What does the ADA mean to Black, disabled lives? Disability advocates are challenging the decision of medical professionals after the death of Michael Hickson, a 46-year-old Black father of five with multiple disabilities — quadriplegia, cortical blindness, and a brain injury — who died of complications from COVID-19 after a court-appointed guardian discontinued his medical treatment, including hydration and nutrition for six days, over the objection of his wife of 18 years. In the decision to end treatment, the doctor told Mrs. Hickson that treatment was futile because her husband did not “have much of” a quality of life because of his disabilities.
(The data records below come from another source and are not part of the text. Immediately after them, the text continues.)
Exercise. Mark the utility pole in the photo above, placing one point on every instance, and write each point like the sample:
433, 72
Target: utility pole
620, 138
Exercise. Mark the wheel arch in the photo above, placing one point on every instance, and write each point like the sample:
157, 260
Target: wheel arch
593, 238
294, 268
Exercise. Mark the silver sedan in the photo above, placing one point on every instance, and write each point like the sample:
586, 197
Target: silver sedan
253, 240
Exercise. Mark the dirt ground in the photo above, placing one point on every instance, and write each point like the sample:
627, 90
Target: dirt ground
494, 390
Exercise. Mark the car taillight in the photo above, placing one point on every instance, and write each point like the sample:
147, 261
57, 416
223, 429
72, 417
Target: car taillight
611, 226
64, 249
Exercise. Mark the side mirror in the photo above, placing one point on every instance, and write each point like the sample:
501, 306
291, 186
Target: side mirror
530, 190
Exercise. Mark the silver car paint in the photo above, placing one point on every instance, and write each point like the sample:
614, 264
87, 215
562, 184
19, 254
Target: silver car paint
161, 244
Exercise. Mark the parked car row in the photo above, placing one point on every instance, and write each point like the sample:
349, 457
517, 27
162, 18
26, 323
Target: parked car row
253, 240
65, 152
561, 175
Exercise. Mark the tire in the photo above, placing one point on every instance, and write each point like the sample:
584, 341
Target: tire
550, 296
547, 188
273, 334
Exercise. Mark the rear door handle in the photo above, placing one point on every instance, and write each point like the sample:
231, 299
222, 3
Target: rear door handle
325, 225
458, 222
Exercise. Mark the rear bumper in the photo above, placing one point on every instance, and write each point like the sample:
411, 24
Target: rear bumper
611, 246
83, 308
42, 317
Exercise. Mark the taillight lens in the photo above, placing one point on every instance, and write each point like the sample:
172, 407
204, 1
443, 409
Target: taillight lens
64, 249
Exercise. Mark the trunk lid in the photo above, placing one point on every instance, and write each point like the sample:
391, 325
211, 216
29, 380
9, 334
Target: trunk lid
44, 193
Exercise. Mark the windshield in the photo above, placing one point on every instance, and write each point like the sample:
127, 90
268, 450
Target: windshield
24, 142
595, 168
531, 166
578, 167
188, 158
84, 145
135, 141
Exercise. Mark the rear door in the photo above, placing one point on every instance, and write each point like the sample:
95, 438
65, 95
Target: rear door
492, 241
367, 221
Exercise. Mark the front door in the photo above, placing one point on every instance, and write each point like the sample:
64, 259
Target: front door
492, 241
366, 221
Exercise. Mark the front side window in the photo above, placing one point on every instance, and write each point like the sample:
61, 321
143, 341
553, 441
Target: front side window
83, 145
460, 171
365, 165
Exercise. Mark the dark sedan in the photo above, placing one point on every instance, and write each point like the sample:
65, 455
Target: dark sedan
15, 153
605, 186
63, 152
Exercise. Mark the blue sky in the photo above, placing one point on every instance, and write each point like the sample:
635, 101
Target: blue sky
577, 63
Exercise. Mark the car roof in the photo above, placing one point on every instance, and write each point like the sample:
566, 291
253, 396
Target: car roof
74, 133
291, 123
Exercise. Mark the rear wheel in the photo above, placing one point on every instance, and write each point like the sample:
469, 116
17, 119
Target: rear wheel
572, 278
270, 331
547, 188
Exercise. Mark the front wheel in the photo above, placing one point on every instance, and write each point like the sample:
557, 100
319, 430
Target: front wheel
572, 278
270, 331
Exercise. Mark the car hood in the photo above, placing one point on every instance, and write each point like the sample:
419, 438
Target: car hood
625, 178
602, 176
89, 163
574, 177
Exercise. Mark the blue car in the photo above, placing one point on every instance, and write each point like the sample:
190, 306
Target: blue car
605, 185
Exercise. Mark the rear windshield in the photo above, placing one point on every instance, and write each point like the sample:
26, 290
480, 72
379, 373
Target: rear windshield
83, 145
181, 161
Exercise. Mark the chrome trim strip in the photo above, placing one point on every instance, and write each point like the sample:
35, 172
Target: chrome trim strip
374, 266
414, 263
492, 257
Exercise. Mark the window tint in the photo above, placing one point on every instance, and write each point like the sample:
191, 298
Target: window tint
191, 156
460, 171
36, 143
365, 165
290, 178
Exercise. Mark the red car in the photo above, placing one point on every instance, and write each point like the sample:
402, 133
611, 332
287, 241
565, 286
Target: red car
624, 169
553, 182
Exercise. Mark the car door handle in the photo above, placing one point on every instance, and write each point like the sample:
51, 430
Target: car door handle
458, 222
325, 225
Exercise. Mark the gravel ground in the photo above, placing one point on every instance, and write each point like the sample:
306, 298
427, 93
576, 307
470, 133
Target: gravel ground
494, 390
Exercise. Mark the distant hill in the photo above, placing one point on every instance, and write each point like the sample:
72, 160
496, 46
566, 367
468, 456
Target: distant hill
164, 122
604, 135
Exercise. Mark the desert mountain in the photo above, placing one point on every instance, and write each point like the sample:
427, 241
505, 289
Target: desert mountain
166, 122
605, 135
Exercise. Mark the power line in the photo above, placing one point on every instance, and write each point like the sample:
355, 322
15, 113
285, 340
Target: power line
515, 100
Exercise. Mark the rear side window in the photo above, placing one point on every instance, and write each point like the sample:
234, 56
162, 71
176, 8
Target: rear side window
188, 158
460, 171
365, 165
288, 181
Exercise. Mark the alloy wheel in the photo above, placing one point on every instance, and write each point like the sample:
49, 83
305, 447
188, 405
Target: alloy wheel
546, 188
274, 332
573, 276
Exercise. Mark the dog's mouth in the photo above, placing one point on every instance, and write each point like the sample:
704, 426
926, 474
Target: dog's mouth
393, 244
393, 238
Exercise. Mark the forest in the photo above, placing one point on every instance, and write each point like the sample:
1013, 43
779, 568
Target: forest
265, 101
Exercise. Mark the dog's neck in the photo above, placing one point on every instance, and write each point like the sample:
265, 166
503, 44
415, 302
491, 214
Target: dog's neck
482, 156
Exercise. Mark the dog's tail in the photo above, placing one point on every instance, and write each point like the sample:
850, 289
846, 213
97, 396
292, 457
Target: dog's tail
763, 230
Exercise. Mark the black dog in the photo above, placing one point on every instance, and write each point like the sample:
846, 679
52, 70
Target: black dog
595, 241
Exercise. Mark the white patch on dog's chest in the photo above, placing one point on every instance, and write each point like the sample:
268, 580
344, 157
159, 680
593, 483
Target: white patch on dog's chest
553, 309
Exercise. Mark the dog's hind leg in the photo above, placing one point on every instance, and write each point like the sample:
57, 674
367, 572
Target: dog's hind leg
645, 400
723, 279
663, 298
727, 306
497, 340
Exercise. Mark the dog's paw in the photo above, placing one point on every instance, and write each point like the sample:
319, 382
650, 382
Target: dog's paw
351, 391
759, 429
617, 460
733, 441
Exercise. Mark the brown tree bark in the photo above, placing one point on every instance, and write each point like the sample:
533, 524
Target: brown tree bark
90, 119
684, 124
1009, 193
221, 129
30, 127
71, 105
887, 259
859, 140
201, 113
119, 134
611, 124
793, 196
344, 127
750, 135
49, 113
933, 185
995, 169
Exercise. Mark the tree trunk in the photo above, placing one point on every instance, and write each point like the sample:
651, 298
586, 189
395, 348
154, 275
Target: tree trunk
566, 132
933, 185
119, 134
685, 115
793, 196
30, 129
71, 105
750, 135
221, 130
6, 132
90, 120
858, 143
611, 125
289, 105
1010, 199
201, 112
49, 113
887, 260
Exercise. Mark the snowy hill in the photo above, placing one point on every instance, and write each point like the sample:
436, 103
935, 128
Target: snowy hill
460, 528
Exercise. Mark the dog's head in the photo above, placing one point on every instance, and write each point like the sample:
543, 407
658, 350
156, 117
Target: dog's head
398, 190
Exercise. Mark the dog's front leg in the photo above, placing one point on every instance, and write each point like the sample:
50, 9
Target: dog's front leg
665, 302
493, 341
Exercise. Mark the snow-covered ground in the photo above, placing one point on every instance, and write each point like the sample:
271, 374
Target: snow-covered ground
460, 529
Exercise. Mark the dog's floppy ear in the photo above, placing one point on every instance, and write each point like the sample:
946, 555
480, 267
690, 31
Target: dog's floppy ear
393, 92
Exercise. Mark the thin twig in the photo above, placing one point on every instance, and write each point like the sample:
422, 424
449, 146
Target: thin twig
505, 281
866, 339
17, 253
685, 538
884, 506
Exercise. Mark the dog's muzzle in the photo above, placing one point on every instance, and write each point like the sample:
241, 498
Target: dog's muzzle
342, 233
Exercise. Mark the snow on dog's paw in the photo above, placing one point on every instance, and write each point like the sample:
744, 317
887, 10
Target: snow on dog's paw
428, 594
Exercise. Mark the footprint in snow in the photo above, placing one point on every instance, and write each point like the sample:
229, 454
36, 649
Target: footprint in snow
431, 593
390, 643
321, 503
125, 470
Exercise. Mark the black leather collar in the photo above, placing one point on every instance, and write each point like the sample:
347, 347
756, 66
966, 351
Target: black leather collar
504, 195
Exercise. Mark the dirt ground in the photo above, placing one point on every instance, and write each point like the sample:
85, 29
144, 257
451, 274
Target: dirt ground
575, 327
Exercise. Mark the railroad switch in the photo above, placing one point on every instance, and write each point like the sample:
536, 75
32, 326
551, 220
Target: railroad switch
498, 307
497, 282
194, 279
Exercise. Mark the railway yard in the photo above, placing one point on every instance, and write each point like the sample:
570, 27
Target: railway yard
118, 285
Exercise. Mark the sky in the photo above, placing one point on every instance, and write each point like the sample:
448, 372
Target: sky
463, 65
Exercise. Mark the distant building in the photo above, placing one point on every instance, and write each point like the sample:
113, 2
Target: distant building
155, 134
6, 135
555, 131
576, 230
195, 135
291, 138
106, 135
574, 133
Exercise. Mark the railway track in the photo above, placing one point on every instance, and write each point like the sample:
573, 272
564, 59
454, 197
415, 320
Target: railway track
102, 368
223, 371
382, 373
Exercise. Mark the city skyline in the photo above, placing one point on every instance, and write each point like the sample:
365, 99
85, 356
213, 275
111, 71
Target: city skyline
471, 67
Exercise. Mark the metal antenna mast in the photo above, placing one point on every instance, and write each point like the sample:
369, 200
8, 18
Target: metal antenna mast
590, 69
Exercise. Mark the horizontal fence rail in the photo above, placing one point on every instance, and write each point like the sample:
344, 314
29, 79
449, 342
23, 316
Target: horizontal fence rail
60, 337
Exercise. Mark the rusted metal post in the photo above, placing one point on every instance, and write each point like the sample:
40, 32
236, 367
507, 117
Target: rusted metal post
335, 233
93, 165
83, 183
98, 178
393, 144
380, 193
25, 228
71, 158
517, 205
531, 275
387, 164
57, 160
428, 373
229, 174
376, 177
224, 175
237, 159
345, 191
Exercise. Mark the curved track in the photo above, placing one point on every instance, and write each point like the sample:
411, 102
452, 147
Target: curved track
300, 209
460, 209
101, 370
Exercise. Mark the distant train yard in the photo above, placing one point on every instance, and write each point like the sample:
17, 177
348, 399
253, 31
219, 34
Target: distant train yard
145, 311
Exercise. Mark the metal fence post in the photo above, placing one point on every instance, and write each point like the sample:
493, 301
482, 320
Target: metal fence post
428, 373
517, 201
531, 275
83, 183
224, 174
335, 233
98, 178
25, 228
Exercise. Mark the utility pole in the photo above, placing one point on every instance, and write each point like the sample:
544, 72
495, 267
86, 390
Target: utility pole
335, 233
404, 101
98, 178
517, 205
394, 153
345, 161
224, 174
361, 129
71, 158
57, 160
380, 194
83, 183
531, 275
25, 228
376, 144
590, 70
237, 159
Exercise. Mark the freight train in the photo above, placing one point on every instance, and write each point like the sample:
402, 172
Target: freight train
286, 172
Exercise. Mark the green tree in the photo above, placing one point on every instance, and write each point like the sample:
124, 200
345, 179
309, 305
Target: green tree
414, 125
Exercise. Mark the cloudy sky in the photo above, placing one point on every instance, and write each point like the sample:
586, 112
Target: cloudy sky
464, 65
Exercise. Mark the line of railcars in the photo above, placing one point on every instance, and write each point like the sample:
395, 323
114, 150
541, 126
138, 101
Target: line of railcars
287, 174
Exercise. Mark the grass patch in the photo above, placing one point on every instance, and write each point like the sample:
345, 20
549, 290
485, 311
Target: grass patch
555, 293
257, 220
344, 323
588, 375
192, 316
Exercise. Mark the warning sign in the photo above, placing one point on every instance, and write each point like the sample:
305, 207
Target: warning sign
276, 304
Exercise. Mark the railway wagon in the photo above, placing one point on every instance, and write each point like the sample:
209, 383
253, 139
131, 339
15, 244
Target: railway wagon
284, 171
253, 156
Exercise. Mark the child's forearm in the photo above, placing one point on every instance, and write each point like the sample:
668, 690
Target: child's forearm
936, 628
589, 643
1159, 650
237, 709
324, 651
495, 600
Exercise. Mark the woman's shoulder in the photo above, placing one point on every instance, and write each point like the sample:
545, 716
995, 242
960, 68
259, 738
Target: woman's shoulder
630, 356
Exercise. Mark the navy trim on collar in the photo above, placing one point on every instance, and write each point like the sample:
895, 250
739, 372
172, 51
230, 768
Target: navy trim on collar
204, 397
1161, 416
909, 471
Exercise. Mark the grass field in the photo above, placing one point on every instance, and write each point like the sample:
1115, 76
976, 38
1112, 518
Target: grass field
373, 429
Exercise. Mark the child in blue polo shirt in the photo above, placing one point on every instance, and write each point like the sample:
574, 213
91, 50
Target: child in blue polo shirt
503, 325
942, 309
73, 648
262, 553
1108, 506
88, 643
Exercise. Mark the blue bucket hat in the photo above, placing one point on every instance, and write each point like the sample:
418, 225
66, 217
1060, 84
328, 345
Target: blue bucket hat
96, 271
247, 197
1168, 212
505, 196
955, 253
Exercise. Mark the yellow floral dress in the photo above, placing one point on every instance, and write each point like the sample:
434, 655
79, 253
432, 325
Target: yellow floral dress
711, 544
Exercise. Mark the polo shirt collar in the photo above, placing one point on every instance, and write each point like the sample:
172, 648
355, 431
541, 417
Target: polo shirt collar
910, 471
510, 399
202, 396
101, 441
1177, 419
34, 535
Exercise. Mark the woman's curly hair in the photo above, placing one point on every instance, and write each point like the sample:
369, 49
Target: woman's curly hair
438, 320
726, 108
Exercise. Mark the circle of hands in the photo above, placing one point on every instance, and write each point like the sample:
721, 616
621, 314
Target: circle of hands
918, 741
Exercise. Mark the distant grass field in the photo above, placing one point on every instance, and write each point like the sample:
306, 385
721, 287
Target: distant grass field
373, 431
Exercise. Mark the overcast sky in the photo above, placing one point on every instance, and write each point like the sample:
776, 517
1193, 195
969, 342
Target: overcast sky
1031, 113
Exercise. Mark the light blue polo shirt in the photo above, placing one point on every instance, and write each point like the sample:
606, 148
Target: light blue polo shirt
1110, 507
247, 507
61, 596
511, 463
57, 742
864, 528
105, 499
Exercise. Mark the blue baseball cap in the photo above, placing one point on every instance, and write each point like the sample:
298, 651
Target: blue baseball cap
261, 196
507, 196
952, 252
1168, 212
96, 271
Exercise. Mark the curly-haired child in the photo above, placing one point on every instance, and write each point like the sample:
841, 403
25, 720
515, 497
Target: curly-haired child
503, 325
Deerinwater’s view that Indigenous disabled lives are expendable, even with the advancements of the ADA, and the outrage following the death of Michael Hickson are solidified by the historical underpinnings that are rooted in the disabling effects of racism, poverty, ableism, colonialism, medical racism, environment injustice, chattel slavery, and eugenics. The single-issue focus on either race or disability weakens the unified strength that is required to dismantle systems of state control over the bodies of disabled Black, Indigenous and other People of Color. The pandemic is merely acting as a mirror that reflects the treatment of disabled Black, Indigenous and other People of Color in society and the actions that are often initiated, condoned and executed by medical and governmental decision-makers.
Jay Justice, a queer disabled Black woman, recently summed up this analysis succinctly: “My disability does not add to the challenges created by racial injustice. The institutionalized ableism and state-mandated poverty, that is inexorably linked to disability because of the policies enacted by our government, is what adds to the challenges created by racial injustice.” We can no longer talk about disability without talking about race and its intersections as they are interwoven in the roots of ableism and disability/racial oppression. Disability rights and racial justice must stand together in cross-movement solidarity to dismantle the master’s house.